伝奇ロマン、そこには怪しくも不気味な世界が広がっているはずだった。そして、そんな世界が僕は苦手なはずだった。それなのになんたることだろう、不気味さを払拭し幻想的でさえある世界観。随分昔に書かれていながら時代を超え今もなお色あせるどころか輝きを増す格調高い物語。日本語の持つ美しさまでも再認識させられます。またくもっていろんな意味で恐ろしい小説。
戦国の世、武田の配下土屋庄三郎が手にした真紅の反物は、人の血で染められたと言われる纐纈布であった。その布に導かれ訪れた霊山富士の懐に庄三郎を待っていたのは、数奇な運命の糸に引き寄せられるように集った罪多き者たち。
著者が本作品を完成させぬままに世を去ったことが、返す返すも惜しまれる。
評価:
少年ジャンプでは、コミックの連載開始時は巻頭カラーで掲載し、以降は人気投票の結果で雑誌内での掲載ページの位置が決まり、人気が振るわなければ、話が中途でも打ち切られてしまう、という方式が採用されています。

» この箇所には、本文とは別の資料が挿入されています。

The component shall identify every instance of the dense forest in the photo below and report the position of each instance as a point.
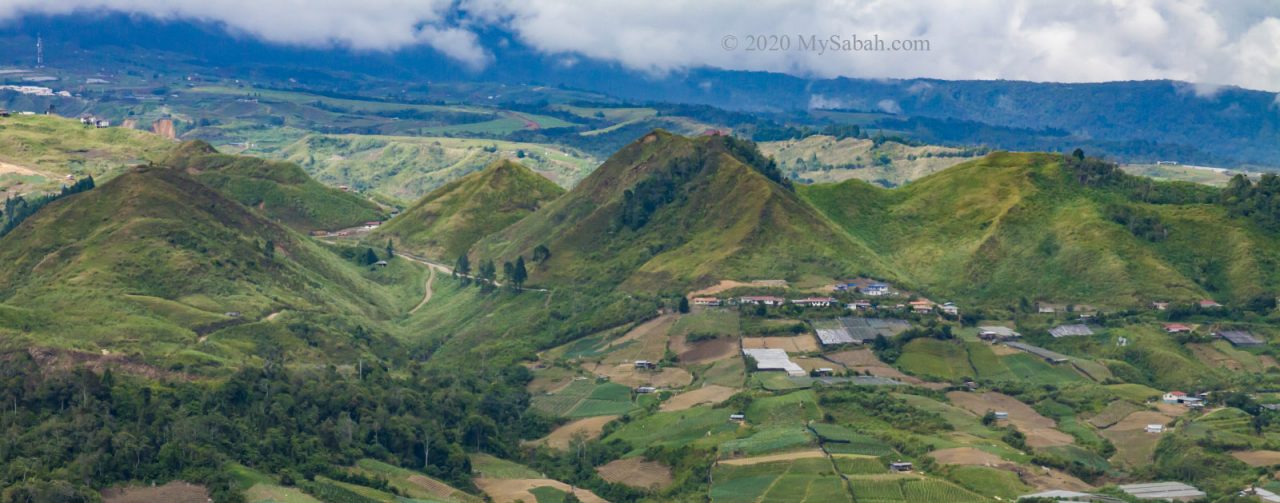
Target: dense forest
(71, 430)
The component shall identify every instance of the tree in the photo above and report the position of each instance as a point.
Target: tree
(542, 254)
(462, 269)
(520, 274)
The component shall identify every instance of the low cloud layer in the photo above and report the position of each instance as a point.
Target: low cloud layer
(1202, 41)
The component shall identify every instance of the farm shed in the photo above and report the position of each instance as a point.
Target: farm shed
(775, 359)
(1239, 338)
(1070, 330)
(1170, 492)
(997, 333)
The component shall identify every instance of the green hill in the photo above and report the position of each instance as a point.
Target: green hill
(1014, 225)
(668, 211)
(156, 265)
(282, 191)
(452, 218)
(39, 151)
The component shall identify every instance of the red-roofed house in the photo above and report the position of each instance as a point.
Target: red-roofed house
(814, 301)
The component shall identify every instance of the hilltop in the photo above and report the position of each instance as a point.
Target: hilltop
(1022, 225)
(156, 265)
(282, 191)
(39, 151)
(670, 210)
(451, 219)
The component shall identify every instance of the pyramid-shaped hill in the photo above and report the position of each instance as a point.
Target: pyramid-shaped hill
(447, 222)
(670, 211)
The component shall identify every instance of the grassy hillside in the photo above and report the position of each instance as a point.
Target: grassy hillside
(670, 210)
(827, 159)
(156, 265)
(39, 151)
(408, 168)
(451, 219)
(282, 191)
(1014, 225)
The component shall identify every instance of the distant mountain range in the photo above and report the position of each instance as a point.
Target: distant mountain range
(1130, 120)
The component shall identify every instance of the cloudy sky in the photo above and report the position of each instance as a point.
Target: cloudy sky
(1203, 41)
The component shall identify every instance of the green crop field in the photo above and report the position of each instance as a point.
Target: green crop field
(801, 480)
(945, 360)
(768, 439)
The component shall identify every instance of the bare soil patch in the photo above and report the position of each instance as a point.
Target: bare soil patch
(1139, 420)
(626, 374)
(647, 341)
(432, 485)
(711, 393)
(1040, 430)
(174, 492)
(1258, 457)
(805, 343)
(510, 490)
(865, 361)
(704, 351)
(965, 456)
(727, 284)
(590, 429)
(636, 472)
(786, 456)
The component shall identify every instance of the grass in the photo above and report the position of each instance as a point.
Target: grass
(411, 167)
(945, 360)
(768, 439)
(679, 428)
(496, 467)
(801, 480)
(988, 481)
(449, 220)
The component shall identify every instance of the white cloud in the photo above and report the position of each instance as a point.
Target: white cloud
(1205, 41)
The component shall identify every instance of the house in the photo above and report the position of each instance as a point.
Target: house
(775, 359)
(1052, 357)
(1174, 397)
(1168, 492)
(814, 302)
(763, 300)
(1070, 330)
(1238, 338)
(860, 305)
(997, 333)
(876, 289)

この場合、風呂敷を大きく広げたところで、人気ががくっと落ちた時は悲惨です。舞台装置もキャラも揃って、さあ一大決戦だ、と盛り上がった読者の気持ちは、どこへぶつけたらいいのでしょうか。
ええ、そうです。この作品にも、全く同じような思いを感じさせられたのですよ。人の血で染め上げた「纐纈布」に引き寄せられ、本栖湖にある纐纈城に向かう若君。彼を追う、無邪気な少年盗賊。精巧な仮面を作り出す美女の尼。奇病に侵された城主は、甲府の町に伝染病を撒き散らし、その一方で軍師・山本勘助は謎の新兵器を開発中……
これだけ奇天烈なキャラとギミックと設定を起こしておきながら、唐突に「未完」って言われても。あんまりです。